You are reading a single comment by @Gordon and its replies. Click here to read the full conversation.
  • Hi, I'll just answer each in turn.

    1) Yes, there is an external oscillator and the RTC is built into the chip. There is no external battery backup, so you need to keep power applied to the chip. You could always add an external RTC if that's an issue, but realistically you'd probably just keep power on the chip all the time anyway since it can enter low power modes very easily.

    2) There was actually another thread about this a few days ago. The simplest method would be to use a LiPo charger, 5v switching power supply, and 2 schottky diodes (so with a low voltage drop), but you can do a lot better if you don't need the 5v rail.

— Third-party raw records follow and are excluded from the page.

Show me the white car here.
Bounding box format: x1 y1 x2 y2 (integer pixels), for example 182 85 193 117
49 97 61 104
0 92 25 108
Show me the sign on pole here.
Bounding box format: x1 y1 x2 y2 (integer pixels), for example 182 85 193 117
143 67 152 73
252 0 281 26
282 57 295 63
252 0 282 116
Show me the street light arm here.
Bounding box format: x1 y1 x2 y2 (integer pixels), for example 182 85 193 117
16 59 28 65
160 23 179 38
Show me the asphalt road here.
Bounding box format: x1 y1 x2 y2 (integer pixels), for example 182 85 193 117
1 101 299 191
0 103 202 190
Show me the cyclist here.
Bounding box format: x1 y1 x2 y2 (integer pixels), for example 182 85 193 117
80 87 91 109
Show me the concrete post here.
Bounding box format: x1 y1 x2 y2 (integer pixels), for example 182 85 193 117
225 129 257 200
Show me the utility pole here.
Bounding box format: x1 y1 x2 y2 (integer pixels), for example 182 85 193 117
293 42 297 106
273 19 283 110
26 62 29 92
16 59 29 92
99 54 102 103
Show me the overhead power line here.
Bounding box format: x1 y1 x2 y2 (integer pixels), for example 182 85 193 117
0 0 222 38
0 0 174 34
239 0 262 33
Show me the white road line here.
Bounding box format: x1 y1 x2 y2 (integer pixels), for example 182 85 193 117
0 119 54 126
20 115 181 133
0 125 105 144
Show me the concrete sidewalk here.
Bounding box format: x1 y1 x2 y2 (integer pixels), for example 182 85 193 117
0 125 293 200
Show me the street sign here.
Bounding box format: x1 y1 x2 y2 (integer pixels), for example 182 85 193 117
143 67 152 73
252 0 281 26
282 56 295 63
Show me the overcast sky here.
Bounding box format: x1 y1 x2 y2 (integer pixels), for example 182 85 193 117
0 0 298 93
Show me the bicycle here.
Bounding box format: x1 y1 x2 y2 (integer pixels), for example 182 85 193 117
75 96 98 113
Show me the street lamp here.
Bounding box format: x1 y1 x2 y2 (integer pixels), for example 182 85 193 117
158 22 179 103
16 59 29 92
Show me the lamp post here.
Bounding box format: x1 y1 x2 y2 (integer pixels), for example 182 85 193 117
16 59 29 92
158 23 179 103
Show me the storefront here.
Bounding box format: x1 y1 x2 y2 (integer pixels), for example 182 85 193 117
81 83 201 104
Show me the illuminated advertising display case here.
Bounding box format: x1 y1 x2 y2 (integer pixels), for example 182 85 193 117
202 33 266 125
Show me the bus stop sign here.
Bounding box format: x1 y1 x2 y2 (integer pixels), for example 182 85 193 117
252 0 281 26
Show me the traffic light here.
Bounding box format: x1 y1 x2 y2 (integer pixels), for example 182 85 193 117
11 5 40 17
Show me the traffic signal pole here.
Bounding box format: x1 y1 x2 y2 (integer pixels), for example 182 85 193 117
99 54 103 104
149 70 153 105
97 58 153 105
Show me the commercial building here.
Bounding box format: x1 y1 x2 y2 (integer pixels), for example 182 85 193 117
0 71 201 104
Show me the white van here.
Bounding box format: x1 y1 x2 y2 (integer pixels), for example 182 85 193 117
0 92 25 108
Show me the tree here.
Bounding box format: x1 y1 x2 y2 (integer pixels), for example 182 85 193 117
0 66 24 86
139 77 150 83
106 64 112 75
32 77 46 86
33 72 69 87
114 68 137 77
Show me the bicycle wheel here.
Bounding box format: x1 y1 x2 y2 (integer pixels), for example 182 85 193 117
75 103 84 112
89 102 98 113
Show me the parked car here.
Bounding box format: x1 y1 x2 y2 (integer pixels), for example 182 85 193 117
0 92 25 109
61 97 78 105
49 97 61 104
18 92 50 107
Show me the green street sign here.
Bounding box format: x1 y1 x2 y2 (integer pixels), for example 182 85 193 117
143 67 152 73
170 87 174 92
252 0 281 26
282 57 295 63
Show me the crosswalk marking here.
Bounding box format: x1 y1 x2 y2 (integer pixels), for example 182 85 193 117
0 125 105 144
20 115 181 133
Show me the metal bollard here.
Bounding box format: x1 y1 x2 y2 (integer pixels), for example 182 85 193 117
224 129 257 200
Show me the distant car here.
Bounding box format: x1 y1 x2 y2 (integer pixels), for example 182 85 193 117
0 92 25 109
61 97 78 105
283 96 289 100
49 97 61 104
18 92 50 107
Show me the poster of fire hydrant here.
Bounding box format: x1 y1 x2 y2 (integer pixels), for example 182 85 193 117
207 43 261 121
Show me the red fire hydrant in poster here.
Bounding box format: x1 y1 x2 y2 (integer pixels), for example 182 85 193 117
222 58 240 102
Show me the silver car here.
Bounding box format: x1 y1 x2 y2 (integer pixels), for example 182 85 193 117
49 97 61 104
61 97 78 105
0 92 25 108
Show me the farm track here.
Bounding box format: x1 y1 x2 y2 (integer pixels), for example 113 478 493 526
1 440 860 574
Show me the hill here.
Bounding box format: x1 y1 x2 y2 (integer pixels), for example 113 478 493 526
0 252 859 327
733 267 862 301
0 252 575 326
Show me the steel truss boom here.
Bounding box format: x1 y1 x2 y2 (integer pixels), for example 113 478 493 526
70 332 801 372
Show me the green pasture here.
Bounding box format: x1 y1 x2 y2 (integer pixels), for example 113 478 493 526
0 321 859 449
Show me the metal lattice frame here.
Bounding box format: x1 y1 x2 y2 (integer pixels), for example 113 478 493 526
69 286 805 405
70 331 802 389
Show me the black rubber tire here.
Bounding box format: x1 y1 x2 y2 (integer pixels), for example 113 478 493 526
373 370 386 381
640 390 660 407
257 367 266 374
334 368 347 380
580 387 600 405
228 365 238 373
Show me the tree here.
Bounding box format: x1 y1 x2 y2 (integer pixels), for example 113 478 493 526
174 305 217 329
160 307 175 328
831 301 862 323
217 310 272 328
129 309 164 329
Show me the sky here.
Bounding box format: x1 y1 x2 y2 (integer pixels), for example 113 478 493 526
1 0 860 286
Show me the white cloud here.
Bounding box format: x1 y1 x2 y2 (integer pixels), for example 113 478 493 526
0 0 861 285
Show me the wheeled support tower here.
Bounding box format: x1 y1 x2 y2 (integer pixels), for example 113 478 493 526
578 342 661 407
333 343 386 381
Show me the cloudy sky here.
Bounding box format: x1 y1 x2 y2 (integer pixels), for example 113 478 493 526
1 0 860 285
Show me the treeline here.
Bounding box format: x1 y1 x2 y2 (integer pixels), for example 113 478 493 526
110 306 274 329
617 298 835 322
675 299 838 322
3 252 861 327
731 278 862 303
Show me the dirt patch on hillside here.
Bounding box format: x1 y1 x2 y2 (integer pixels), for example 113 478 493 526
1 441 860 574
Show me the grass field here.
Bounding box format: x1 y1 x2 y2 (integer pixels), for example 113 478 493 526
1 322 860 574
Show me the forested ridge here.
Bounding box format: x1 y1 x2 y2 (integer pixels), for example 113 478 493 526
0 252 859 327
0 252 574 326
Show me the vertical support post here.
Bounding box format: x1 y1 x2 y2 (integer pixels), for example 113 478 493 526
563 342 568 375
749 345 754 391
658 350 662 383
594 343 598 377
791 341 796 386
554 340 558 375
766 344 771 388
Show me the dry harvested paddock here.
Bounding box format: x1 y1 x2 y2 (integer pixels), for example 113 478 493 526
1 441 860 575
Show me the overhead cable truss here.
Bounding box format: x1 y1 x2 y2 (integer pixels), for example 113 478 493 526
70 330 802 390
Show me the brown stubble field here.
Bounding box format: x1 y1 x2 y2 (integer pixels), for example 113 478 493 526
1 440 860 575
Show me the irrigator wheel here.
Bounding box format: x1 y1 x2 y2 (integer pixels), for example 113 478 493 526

    One issue is really that the ESP8266 really isn't very power efficient - so you're only really going to be able to battery-power the board for a sensible amount of time if you're having WiFi off most of the time... Hence why I chose not to push the price up by adding battery management circuitry.

    3) It uses Serial. When I was designing the board this was brought up, but the flash would only be usable when the ESP8266 was off, which limits its use quite a lot! If you really want you can boot the ESP8266 up into bootloader mode and use that to access the flash memory, so it is possible - but it's a huge faff.

    Think of this board more like a NodeMCU, but smaller, and where the USB interface chip has been replaced by a powerful ARM chip.

    The board was designed trying to take forum member's input into consideration over the course of a few months - during that time nobody mentioned LiPo charging at all as far as I remember... I guess I might end up making another board at some point, but I've invested a lot of time and money in getting the current one into production, I have a bunch in stock, and I can't afford to change it now!